Un congrès international se tient tous les trois ans.

« En 2009, à Marrakech, notre congrès a vraiment pris un envol, puisqu’il était parrainé par la femme du roi du Maroc, la princesse Lalla Salma, ambassadrice de bonne volonté de l’Organisation mondiale de la santé (OMS) contre le cancer, et elle a à coeur la formation des infirmières au Maroc », indique Mme Desrosiers.

Puis, en 2012, le congrès a eu lieu à Genève, en Suisse, avec l’appui de l’Agence universitaire de la Francophonie (AUF).
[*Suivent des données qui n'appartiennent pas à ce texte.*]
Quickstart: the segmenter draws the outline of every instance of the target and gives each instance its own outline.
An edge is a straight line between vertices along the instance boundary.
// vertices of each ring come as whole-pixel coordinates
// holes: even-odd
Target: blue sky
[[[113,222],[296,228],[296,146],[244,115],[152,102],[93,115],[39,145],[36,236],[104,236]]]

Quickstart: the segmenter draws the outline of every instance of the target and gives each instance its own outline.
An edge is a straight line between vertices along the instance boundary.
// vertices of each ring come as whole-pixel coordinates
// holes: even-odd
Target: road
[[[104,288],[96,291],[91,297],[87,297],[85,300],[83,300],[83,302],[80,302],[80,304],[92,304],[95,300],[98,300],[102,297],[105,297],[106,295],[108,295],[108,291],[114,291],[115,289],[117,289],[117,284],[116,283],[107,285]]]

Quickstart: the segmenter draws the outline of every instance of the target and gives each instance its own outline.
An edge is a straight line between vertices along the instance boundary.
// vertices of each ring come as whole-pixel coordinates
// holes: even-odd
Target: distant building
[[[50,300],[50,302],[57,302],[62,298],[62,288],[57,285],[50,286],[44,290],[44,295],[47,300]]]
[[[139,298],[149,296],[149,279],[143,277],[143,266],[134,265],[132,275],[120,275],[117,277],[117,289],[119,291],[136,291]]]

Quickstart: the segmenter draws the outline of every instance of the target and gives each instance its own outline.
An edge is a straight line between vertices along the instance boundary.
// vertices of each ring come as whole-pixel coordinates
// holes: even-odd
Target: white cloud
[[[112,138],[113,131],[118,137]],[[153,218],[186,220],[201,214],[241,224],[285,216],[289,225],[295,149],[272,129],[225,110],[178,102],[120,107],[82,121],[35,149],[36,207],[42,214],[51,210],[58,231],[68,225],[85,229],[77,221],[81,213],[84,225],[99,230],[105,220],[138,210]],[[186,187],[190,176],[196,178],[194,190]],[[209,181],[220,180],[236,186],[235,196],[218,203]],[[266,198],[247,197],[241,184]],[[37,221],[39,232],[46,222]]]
« Cela a été un appui moral important, indique Mme Desrosiers. L’AUF a fait de la formation des infirmières une priorité. Cette année-là, en fait, on a eu plus de 100 appuis formels. Ce fut un grand mouvement international pour le développement des compétences des infirmières. »

Le réseautage réalisé lors des événements du SIDIIEF a permis à différents projets de se réaliser.

« J’ai vu une infirmière clinicienne du CHUM spécialisée en diabète donner de la formation au Gabon ; c’est fascinant, ce qu’on peut faire lorsqu’on n’a pas la barrière de la langue, affirme Mme Desrosiers. Ce genre d’expérience est extraordinaire sur les plans professionnel et personnel. Le partage a une valeur inestimable. »

Recherche et prise de position

Les grands événements internationaux sont importants pour le SIDIIEF, mais l’organisation souhaite faire davantage. Elle aimerait bien réaliser plusieurs initiatives de coopération Nord-Sud, mais, actuellement, le financement pour ce genre de projet se fait rare. Le SIDIIEF a donc décidé d’augmenter son impact en réalisant des recherches et en prenant position sur différents enjeux liés au domaine de la santé, pour tenter de faire avancer des choses.

Par exemple, un mémoire sur la qualité des soins et la sécurité des patients sera présenté lors du congrès cette année. Pour le réaliser, une équipe interuniversitaire de chercheurs québécois a eu le mandat de réaliser une revue de la littérature portant sur les indicateurs reconnus comme sensibles à la qualité des soins infirmiers et de vérifier l’usage de ces indicateurs dans différents pays.

« Nous souhaitons que ces indicateurs soient de plus en plus utilisés aussi dans un but de comparaison, explique Gyslaine Desrosiers. C’est en se comparant à d’autres qu’on sait si on est bon ou pas. Il y a des coûts à la non-qualité des soins ; l’OMS dit qu’elle peut coûter jusqu’à 10 % des coûts du système de santé. En publiant cette documentation, nous voulons parler de qualité des soins et de sécurité des patients de façon structurante, pour avoir un impact. »

Le SIDIIEF compte près de 1900 membres à travers le monde.